We can compare total compensation (where total includes also benefits/detriments of living in a specific location) fairly. We can't compare wages fairly. That was likely the point. The only numbers thrown around in the original post were wages, not compensation.


NHS benefits aren’t even very good. If you’re a nurse in the US, you likely get employer covered health insurance. In the US, that’s additional compensation. In the UK, that’s coming out of your income through your National Insurance contribution. NHS pension is 1/54 of average salary per year of service. If you average $50,000, you’re looking at $32,000 per year. Ona nurse’s salary you’d get at least $20,000 per year from Social Security. To make up the difference the nurse has to put just $200/month into their 401k.


Certainly the compensation of nurses in the US is higher if measured in monetary terms.

The UK has an entirely different attitude to pensions than the US, and you could write a book about it, so it is hard to make a direct comparison because the expectations are so far apart.

The NHS seems to be capable of attracting nurses from overseas, in my local hospital you could speak Tagalog and get the same experience. The problem recruiting nurses into the NHS is the punitive visa regime, not monetary compensation.


Employer health insurance rarely covers everything, and with how inflated medical costs are in the US you easily end up paying lots of money out of pocket.

The other part of it is that it doesn’t cost an arm and a leg to get a nursing license or degree in the UK, at least not as bad as the US.


What are the working hours of each? How many weeks holiday does the US nurse get? What's the job stability like?

I'd wager all those and more are generally a better in the UK and not all of them are quantifiable.


Are the costs of living comparable between those two locations? NYC is one of the highest-CoL places in the USA, if not the world.


Isn't London one of the other most expensive cities in the world? Anyway, both scales have a locality bump. If you're in Baltimore, the VA scale goes down to $60,000 starting.
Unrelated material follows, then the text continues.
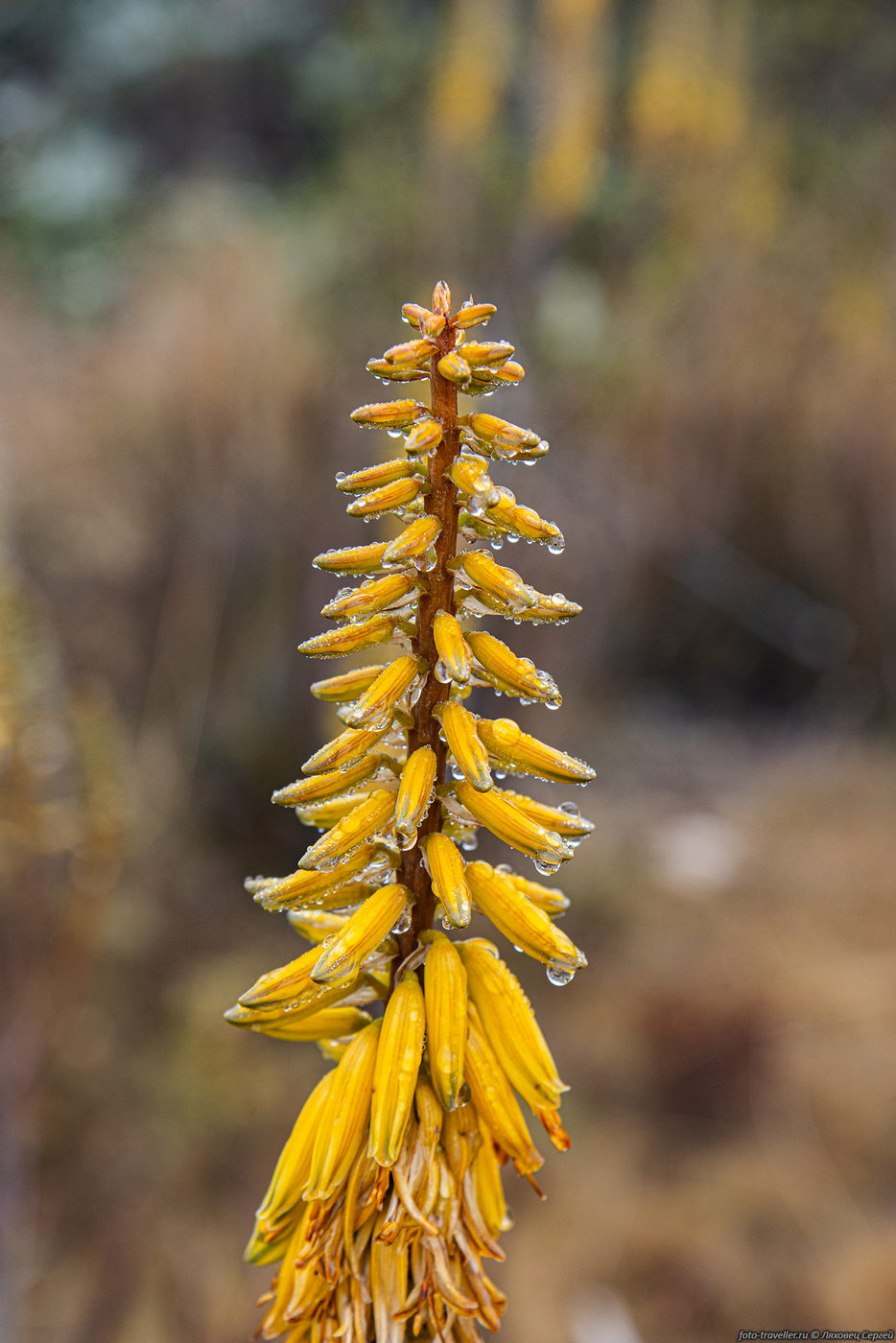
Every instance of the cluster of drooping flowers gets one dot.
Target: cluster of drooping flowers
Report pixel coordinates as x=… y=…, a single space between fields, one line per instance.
x=387 y=1197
But outside London, the NHS scale starts at $30,000.


You can become a degree registered nurse in the U.K. in four years via an apprenticeship without paying anything for it out of pocket[1]. Obviously the sensible thing to do is move to the US immediately after qualifying but good luck getting paid and trained at the same time in the US.

[1]https://www.gov.uk/government/publications/nursing-degree-ap...


There are thousands of Portuguese nurses who emigrated to the UK, since that 'low' salary is still much higher than what they would be paid here. Now Portugal has a shortage of nurses too.

I believe the immigration wave started after austerity measures were implemented in both countries.